On est régulièrement confronté à ce genre de situation lorsque l’on utilise un flash de reportage dans une pièce éclairée par des lampes électriques. Le premier plan illuminé par le flash est baigné par une lumière qui est proche de la température de couleur de la lumière du jour, alors que l’arrière plan est éclairé par une température de couleur très basse, celle des lampes électriques. Alors soit on remplace toutes les lampes électriques par des ampoules équilibrées pour la lumière du jour (efficace mais long et onéreux), soit on met une gélatine devant le flash pour que sa température de couleur se rapproche de celle des lampes électriques, soit on vit avec. C’est d’ailleurs relativement facile, car si la balance des couleurs est faite pour les visages situés au premier plan, notre perception s’accommode très bien d’un arrière plan trop chaud. Dans ce dernier cas, la différence de colorimétrie entre le visage, naturel, et l’arrière fond jaune orangé, loin d’être une limite technique de la représentation photographique, relève lorsqu’elle est maîtrisée par le photographe, de l’expression photographique.

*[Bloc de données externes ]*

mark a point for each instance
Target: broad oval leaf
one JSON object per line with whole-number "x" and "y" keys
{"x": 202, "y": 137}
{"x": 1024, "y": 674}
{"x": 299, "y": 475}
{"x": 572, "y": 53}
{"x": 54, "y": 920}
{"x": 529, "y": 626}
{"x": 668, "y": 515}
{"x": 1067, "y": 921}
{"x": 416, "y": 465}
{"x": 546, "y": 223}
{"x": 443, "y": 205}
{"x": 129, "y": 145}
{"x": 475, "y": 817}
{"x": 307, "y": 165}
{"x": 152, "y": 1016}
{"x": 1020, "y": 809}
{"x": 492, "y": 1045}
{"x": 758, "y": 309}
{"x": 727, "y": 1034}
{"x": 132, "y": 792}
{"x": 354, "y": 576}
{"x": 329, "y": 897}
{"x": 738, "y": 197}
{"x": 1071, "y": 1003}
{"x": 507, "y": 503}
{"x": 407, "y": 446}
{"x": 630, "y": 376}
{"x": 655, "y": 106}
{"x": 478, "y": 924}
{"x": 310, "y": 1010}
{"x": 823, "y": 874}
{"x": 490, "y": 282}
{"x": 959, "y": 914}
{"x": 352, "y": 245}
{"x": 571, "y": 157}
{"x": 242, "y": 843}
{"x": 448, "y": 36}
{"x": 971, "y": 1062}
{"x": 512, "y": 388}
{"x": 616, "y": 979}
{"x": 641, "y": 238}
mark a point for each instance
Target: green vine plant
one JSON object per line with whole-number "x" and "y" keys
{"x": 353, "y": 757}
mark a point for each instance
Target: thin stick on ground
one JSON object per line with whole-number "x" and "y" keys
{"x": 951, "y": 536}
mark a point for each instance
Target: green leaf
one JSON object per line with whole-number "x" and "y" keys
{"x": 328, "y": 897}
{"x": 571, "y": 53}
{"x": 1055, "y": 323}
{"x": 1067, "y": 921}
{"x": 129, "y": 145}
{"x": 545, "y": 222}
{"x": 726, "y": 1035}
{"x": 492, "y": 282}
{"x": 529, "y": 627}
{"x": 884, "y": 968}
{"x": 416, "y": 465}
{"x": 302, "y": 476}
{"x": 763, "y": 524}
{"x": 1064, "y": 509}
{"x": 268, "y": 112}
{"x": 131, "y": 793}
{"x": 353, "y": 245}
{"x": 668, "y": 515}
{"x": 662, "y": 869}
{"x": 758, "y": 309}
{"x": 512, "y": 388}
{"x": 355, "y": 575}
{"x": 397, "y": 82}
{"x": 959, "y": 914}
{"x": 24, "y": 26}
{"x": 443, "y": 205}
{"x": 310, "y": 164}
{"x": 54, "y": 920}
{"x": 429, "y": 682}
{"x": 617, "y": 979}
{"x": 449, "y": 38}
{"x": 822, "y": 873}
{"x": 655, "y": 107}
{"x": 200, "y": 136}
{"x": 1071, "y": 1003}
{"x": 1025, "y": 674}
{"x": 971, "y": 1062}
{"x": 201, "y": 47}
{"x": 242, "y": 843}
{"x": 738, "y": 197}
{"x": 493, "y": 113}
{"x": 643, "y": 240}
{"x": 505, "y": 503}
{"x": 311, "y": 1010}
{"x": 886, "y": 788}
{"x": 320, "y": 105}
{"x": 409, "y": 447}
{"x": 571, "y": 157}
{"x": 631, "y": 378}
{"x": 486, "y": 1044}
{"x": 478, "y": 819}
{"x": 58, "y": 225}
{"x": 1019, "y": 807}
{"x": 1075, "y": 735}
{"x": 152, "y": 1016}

L’exploitation des différences de température de couleur, permet au même titre que l’opposition net/flou (profondeur de champ) d’isoler le visage du fond.

Dans la pratique, lorsque l’on est en présence d’images où les lumières sont mélangées, on obtient généralement le résultat le plus satisfaisant en reprenant la colorimétrie à l’éditing dans son logiciel préféré et en choisissant à l’oeil une valeur intermédiaire satisfaisante pour l’image conçue comme un tout même si les couleurs de chaque élément considéré individuellement ne sont pas exactes.